An expert says dermatologists must be careful not to overlook or misdiagnose four aggressive skin cancers whose incidence rates are rising - lentigo maligna, atypical fibroxanthoma, Merkel cell carcinoma and high-risk squamous cell carcinoma.
"MCC is an unusual cancer that we're seeing more of. Lentigo maligna is more common but a challenge to treat because of the difficulty in getting clear margins," says Marc D. Brown, M.D., professor of dermatology, University of Rochester Medical Center, Rochester, N.Y.
Although the percentage of organ transplant recipients who develop high-risk SCCs is relatively small, the number of organ transplant recipients overall is growing, as is their life expectancy, he says.
By definition, LM is a melanoma in situ that often extends well beyond what a physician can see clinically.
Therefore, Dr. Brown says, "Taking the typical 5 mm excision margin usually will not be enough."

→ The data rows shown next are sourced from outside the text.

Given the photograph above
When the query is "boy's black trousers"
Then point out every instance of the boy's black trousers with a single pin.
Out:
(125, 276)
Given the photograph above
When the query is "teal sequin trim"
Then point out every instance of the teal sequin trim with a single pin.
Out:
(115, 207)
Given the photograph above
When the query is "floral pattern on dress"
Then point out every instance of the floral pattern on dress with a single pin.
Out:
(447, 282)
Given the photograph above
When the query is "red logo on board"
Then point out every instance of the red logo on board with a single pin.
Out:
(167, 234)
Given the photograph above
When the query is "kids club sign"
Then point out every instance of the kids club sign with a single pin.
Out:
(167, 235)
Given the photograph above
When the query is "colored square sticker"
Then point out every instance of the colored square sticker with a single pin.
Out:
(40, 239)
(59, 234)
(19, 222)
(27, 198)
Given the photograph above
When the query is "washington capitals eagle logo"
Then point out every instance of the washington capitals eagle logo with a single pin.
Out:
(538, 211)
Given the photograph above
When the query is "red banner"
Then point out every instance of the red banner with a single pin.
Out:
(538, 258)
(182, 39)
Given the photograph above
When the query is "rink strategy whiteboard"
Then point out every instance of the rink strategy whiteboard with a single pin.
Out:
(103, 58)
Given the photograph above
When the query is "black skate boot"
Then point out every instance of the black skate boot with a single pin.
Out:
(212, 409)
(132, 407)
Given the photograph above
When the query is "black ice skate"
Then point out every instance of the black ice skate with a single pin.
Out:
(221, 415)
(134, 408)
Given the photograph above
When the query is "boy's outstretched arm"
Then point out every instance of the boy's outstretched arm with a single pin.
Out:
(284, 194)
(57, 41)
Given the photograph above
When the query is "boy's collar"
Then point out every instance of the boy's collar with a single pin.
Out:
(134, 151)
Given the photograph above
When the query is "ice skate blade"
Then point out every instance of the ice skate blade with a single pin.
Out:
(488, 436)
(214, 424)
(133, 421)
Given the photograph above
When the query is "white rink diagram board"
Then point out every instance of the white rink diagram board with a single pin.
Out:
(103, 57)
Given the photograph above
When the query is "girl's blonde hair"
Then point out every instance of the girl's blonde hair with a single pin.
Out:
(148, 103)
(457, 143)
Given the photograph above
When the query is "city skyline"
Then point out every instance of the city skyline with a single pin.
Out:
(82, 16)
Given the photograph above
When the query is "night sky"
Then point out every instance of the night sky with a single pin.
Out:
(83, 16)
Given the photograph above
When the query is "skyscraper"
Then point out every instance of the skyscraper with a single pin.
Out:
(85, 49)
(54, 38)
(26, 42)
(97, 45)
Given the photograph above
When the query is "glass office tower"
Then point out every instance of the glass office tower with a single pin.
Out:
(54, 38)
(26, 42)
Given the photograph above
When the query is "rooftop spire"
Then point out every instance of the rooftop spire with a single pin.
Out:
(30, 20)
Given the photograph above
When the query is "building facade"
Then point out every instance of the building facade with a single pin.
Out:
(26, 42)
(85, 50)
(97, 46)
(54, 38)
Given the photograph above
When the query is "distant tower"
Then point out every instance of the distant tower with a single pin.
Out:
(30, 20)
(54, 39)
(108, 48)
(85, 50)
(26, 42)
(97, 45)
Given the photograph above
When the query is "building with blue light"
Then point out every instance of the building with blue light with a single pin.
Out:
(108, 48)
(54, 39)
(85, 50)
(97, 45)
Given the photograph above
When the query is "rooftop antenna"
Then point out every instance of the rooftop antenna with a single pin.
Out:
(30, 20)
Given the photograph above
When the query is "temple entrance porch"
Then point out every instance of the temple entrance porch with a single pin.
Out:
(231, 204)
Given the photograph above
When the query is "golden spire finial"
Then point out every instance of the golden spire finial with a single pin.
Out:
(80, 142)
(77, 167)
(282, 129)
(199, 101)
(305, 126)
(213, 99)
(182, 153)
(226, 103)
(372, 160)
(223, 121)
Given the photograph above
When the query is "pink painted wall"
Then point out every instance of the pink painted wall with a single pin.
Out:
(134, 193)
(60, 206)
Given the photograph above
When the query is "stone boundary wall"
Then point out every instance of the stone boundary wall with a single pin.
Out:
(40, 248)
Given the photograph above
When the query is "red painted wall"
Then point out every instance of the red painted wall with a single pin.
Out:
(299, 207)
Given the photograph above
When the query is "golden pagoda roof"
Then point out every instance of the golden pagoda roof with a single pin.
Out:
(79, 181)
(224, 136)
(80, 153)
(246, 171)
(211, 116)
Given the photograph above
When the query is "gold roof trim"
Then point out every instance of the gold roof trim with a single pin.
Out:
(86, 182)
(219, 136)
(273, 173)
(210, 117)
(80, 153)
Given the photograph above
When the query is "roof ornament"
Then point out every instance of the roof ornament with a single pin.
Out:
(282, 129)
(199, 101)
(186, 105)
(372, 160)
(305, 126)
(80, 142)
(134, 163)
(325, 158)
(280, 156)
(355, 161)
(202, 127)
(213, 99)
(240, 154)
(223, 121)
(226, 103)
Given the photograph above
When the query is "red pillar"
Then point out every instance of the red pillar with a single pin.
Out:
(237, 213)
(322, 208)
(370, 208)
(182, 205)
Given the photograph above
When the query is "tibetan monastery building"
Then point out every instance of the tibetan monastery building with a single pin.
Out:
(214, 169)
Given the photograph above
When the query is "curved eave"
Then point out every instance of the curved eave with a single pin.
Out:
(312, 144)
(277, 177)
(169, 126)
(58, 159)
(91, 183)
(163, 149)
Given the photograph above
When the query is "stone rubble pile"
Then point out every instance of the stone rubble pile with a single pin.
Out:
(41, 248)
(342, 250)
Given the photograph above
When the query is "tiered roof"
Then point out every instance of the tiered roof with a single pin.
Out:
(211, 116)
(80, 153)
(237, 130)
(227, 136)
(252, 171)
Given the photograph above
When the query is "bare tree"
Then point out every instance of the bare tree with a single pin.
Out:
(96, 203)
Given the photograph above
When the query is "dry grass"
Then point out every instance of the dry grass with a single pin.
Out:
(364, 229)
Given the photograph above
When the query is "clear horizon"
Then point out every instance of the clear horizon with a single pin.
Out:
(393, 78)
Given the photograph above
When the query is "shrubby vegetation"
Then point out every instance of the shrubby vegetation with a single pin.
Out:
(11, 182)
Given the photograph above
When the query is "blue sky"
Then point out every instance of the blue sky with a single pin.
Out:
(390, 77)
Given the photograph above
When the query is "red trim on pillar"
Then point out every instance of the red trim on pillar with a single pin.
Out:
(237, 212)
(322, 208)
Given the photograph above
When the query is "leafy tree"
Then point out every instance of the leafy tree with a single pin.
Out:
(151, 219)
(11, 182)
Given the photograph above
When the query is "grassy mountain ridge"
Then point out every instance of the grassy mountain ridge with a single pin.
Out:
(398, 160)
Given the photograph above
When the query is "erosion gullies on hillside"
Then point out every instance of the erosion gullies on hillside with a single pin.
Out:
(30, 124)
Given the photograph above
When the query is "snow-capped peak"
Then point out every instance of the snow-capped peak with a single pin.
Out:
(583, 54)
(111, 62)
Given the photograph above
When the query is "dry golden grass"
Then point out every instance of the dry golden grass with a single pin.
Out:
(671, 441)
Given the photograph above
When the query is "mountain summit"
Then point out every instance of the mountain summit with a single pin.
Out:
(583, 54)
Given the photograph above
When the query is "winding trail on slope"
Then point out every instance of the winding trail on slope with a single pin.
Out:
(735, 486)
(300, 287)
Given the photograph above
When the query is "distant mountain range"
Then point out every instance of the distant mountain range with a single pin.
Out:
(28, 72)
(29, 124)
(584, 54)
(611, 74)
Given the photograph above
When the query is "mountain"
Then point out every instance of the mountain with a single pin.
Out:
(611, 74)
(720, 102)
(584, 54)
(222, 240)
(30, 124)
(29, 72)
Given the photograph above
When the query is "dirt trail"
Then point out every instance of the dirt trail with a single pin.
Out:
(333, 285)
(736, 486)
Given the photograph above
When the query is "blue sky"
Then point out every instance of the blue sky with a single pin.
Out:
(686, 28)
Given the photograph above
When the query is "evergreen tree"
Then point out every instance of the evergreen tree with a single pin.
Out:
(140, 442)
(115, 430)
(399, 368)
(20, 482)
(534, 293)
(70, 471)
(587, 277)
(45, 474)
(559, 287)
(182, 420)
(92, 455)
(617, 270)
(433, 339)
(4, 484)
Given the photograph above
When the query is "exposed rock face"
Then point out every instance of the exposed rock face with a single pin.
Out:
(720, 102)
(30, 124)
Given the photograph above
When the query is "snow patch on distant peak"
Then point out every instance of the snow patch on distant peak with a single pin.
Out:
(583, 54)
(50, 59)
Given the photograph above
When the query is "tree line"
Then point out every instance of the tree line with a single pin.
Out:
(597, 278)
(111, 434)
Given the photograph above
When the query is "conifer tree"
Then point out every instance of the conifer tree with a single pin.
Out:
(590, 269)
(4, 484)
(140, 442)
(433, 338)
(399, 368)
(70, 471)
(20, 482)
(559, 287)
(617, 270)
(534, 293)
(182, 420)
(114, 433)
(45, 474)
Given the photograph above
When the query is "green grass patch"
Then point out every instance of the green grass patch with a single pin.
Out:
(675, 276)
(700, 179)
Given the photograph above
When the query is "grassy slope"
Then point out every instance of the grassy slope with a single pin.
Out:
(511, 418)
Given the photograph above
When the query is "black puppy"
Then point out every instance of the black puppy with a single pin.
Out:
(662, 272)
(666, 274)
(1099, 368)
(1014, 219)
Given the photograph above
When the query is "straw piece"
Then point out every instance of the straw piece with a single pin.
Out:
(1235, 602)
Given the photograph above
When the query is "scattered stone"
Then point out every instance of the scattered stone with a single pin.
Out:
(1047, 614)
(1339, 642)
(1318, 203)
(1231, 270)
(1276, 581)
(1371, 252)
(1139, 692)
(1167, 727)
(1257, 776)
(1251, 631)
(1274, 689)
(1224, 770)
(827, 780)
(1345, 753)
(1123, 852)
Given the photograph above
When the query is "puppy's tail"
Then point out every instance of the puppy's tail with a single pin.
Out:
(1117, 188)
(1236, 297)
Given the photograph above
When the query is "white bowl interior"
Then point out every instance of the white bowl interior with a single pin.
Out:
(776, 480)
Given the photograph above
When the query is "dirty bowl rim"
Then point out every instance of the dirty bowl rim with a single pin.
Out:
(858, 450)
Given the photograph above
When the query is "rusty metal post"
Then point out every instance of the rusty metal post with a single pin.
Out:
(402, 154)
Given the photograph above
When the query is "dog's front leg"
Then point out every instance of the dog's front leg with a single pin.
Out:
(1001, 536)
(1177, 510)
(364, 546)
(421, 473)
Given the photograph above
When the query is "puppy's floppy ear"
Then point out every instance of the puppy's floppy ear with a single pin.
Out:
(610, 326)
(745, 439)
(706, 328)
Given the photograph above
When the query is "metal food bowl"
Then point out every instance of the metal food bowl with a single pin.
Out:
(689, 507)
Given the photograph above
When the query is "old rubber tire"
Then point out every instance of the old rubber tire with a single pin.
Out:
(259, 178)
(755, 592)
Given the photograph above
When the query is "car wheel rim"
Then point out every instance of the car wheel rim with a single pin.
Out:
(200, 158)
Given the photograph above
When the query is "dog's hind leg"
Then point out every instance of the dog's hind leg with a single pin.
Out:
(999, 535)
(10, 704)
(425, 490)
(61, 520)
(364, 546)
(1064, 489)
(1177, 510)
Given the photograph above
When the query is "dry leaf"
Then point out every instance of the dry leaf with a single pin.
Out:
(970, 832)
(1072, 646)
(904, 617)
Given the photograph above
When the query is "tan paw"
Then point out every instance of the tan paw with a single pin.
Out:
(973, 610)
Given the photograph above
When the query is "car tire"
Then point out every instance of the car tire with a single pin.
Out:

However, clinical challenges arise because physicians are unable to predict if and when LM will progress to lentigo maligna melanoma, Dr. Brown says.
"The biggest challenge with LM is that the lesions are often located on the face, and they can be very large and ill-defined. And they're often in very important cosmetic areas," he adds.
Dr. Brown treats LM with the modified Mohs technique, with rush permanent sections.
Rather than using frozen sections, this technique involves having the dermatopathologist produce permanent paraffin-embedded sections, which Dr. Brown's practice gets one day after the tissue samples have been excised.
"Within 24 hours," he says, "we can tell the patients whether they need to have more excised or not."
More specifically, using mapping techniques common to Mohs surgery, "We carefully track out any peripheral extension of the cancer. By doing that, we get high-quality slides, good backup from our dermatopathologists and high success rates (1 to 2 percent local recurrence)," Dr. Brown says.
Most pathologists feel permanent sections provide a more accurate way to diagnose LM than frozen sections do, Dr. Brown tells Dermatology Times.
However, he says the modified Mohs technique is somewhat controversial because some Mohs surgeons perform typical Mohs surgery with frozen sections for LM.
"But many Mohs surgeons, like myself, still believe that using the peripheral mapping technique of Mohs surgery, but having permanent sections made, is, at least in our hands, an accurate way of treating LM," Dr. Brown says.
Nonsurgical options for LM include radiation and imiquimod. However, a recent analysis of four open-label studies and 11 case reports found that without controlled studies and prolonged follow-up, "The use of imiquimod for LM must still be considered experimental [Rajpar SF, Marsden JR. Br J Dermatol. 2006 Oct;155(4):653-656]."
Somewhat similarly, Dr. Brown says experts advise considering radiotherapy for LM only in patients who aren't surgical candidates (Farshad A et al. Br J Dermatol. 2002 Jun;146(6):1042-1046).
"AFX is believed to have a very low incidence of metastatic spread, yet we've reported six patients now who have developed metastatic AFX," of a total of 15 metastatic cases reported in medical literature, Dr. Brown says.
However, he says dermatologists rarely diagnose AFX correctly preoperatively.